The convention will bring to a head months of tensions and acrimony within the FNM with several FNM MPs strongly opposed to current leader Dr. Hubert Minnis.

Those MPs have accused Minnis of being a divisive force and an incompetent leader.

Further addressing the unity theme in his statement, Ingraham said, “During the 19 years I had the privilege of serving as party leader, I sought to unify the FNM by working alongside and bringing into government those with whom I may have had policy or political disagreements and those who ran against me for the leadership of the party.

“This spirit of collaboration and creating a team out of a diversity of voices and perspectives is the best way for a party to move forward and to gain the confidence of its core supporters and the electorate in general.”

Ingraham did not criticize Minnis directly, but his statements on what the party leader ought to be doing will likely lead to some concluding that he is critical of Minnis and his inability thus far to unite the FNM.
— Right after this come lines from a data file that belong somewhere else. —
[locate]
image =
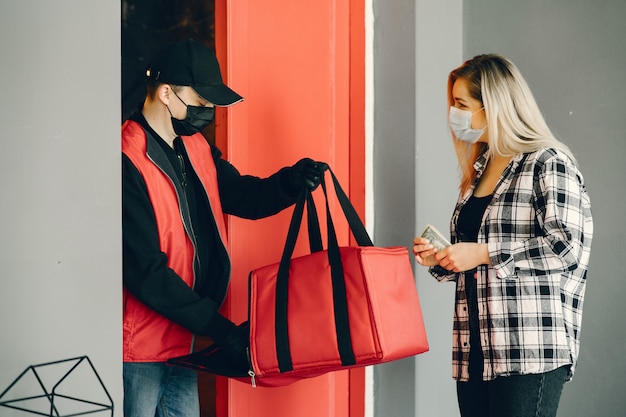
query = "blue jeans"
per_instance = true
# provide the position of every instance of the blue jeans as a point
(159, 390)
(513, 396)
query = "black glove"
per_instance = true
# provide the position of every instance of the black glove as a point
(307, 173)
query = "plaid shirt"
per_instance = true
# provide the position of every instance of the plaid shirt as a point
(538, 228)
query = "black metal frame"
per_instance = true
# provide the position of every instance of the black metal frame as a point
(54, 412)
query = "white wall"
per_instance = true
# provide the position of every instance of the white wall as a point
(416, 43)
(60, 242)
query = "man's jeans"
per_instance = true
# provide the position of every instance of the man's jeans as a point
(158, 390)
(513, 396)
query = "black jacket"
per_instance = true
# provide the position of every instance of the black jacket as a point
(145, 271)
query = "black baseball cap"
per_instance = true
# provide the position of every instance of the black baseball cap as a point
(189, 63)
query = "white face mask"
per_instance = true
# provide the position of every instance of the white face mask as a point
(460, 122)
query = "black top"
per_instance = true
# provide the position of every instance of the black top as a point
(145, 271)
(468, 225)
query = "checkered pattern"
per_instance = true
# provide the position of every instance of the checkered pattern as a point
(538, 228)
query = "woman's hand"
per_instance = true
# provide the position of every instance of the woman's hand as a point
(462, 256)
(423, 251)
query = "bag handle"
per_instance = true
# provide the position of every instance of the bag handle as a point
(342, 325)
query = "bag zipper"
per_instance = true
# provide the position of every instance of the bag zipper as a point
(251, 371)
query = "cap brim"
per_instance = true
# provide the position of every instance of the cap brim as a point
(219, 94)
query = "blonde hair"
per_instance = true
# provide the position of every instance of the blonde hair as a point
(514, 122)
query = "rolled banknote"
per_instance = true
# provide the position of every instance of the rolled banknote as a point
(436, 238)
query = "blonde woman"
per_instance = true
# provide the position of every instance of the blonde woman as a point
(521, 238)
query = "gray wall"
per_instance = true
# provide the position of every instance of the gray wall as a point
(572, 54)
(60, 291)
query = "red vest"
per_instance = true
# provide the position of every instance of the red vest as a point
(148, 336)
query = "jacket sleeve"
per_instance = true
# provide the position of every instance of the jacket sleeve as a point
(146, 274)
(252, 197)
(560, 205)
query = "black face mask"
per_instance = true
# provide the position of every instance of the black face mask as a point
(198, 117)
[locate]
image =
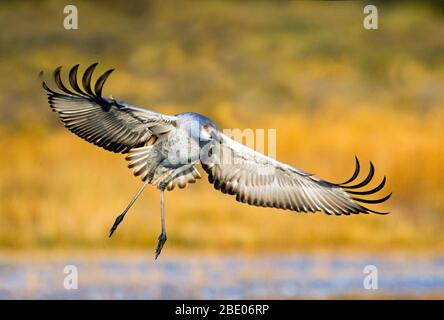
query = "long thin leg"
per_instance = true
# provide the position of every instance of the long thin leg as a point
(162, 236)
(122, 215)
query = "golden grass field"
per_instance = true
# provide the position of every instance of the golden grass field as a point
(331, 89)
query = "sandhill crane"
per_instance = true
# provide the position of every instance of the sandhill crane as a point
(164, 151)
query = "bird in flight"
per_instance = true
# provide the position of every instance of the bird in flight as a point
(164, 150)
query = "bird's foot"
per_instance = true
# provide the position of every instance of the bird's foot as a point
(162, 240)
(116, 223)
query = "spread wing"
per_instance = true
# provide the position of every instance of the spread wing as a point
(112, 125)
(262, 181)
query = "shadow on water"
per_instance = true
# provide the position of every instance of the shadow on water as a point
(228, 277)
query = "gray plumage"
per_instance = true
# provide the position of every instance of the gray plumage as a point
(164, 151)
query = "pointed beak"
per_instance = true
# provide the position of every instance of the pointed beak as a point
(216, 136)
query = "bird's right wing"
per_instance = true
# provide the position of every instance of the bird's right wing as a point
(112, 125)
(262, 181)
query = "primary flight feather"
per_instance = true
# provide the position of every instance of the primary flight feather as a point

The former prime minister said, “It is typical in a parliamentary democracy, as evidenced by recent events in the United Kingdom, that rivals be brought together for the good of the party and for the good of the country.

“Electorates reward party unity and stability and punish the lack of same in a political organization.

“Whoever is elected FNM leader must demonstrate the maturity and the wisdom to engage in open dialogue with all sections of the party. Unity will not be fostered and the FNM will be divided if there is a closed mindset toward or program of retaliation against opponents.”

That statement was an apparent reference to suggestions some in the FNM have made that Minnis should ensure the party denies nominations to the six MPs who have openly opposed him, if he is re-elected.

Ingraham said FNM supporters throughout the country and non-aligned voters are eagerly waiting to see the direction the party takes following the convention.

He said, “If the party moves toward real unity rather than simply talking about unity, many voters will feel reassured.

“But if the leader and leadership of the party do not make every effort to unite the party and to cooperate with others, the FNM will fracture and will face a general election unstable and disunited.

“I strongly urge the party to come out of the convention in a spirt of unity, which will require all sides, especially those who are victorious, to reach out in a spirit of reconciliation and collegiality. This is a time for magnanimity by all sides.”

He added, “The enduring theme of the Free National Movement is ‘all together’. It is my sincerest hope that the party comes together in a spirt of unity in order to defeat the PLP and rescue the country.”

This is the first substantive public statement Ingraham has made since he told The Nassau Guardian earlier this year he does not plan to return to public life. At the time, he also hinted at disappointment over certain goings on in the party.

In the months since that statement, the infighting has continued, spilling into the public domain.

Minnis is seeking re-election as leader. So far, the only other person to announce a leadership bid is Long Island MP Loretta Butler-Turner.

Ingraham retired from public life in 2012 after leading the FNM to an election defeat against Perry Christie and the Progressive Liberal Party.